Вчетвером они разглядывали фотографию: Лекси – из центра зала, будто издали ей лучше видно; Сплин – носом едва не тычась в стекло, будто надеясь отыскать разгадку в зернистости фотографии; он наклонился так близко, что сработала сигнализация. Пёрл просто смотрела. А Иззи застыла – портрет Мии ее заворожил. Мия сияла, точно полная луна в ясную ночь. “Дева и дитя № 1”, прочла Иззи на табличке и на миг дозволила себе вообразить, будто на руках у Мии лежит она сама.
– Рехнуться можно, – в конце концов сказала Лекси. – Господи, можно просто рехнуться. Почему твоя мама на фотографии в музее? Она что, звезда, а мы не в курсе?
– Люди на фотографиях не звезды, – возразил Сплин. – Звезды – те, кто снимал.
– Может, она была музой знаменитого художника. Как Патти Смит и Роберт Мэпплторп. Или Эди Седжвик и Энди Уорхол. – Прошлым летом Лекси ходила в музей на историю искусств. – Давайте ее спросим, – прибавила она. – Возьмем и спросим.
И они спросили, едва приехали домой, гуськом зашли в кухню, где Мия как раз приправила курицу к ужину.

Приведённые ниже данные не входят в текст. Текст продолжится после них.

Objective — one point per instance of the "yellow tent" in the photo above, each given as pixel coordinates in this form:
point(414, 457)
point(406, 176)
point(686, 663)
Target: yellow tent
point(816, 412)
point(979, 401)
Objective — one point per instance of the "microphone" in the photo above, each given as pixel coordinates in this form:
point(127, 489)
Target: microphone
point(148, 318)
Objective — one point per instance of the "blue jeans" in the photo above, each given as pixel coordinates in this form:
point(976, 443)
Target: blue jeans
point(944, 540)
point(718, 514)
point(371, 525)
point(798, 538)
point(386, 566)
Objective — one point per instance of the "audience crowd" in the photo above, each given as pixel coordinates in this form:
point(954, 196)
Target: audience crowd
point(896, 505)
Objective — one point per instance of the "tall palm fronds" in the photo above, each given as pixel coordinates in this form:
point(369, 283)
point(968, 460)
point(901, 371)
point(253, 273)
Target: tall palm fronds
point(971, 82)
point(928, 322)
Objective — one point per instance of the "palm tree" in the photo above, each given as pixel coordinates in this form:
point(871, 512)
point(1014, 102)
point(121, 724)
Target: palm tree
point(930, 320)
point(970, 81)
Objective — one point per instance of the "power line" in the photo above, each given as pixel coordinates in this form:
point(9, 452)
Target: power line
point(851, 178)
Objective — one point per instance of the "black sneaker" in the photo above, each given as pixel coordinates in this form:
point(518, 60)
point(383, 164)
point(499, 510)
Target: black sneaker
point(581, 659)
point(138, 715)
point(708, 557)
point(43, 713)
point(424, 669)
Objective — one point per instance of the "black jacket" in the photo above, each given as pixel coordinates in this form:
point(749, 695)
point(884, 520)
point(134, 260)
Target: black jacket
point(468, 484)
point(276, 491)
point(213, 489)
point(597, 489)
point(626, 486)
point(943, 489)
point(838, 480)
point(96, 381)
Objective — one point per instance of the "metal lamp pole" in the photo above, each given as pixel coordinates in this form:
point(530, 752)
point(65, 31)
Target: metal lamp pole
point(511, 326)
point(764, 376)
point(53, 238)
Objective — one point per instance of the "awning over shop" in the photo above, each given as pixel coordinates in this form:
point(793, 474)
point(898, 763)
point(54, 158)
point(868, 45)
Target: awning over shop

– Вы куда подевались? – спросила она. – Я приехала в пять, а тут ни души.
– Мы из музея, – сказала Пёрл и осеклась.
Что-то не так – под ногами шатко, будто ступила на разболтанную ступеньку и спустя миг она треснет под ногой. Сплин, Иззи, Лекси сгрудились вокруг, и Пёрл представила, какими их видит мать – раскраснелись, распахнули глаза, полны любопытства.
Лекси пихнула ее в спину:
– Спроси.
– Что спросить? – Мия уложила курицу в сотейник, пошла к раковине помыть руки, и Пёрл заговорила – словно шагнула с высоченного трамплина.
– Там твоя фотография, – выпалила она. – В музее искусств. Ты на диване с ребенком на коленях.
Мия стояла к ним спиной, вода лилась ей на руки, но все четверо заметили: она вся слегка закаменела, будто у марионетки натянули веревочку. И не обернулась – терла и терла между пальцами.
– Моя фотография? В музее искусств? – переспросила она. – То есть модель на меня похожа?
– Нет, это вы, – сказала Лекси. – Точно вы. Точечка под глазом, и шрам на брови, и вообще.
Мия костяшкой коснулась брови, словно забыла про шрам, а теперь вспомнила, и по виску потекла теплая мыльная капля. Мия сполоснула руки и закрутила кран.
– Ну, может, и я, – сказала Мия. Она развернулась, бодро растирая руки полотенцем, и Пёрл огорчилась, увидев, что лицо у матери застыло, закрылось. Это сбивало с толку – точно внезапно захлопнулась дверь, всегда стоявшая нараспашку. Какой-то миг Мия вовсе на себя не походила. – Фотографы, знаете, постоянно ищут моделей. Художники, пока учатся, только и делают, что позируют.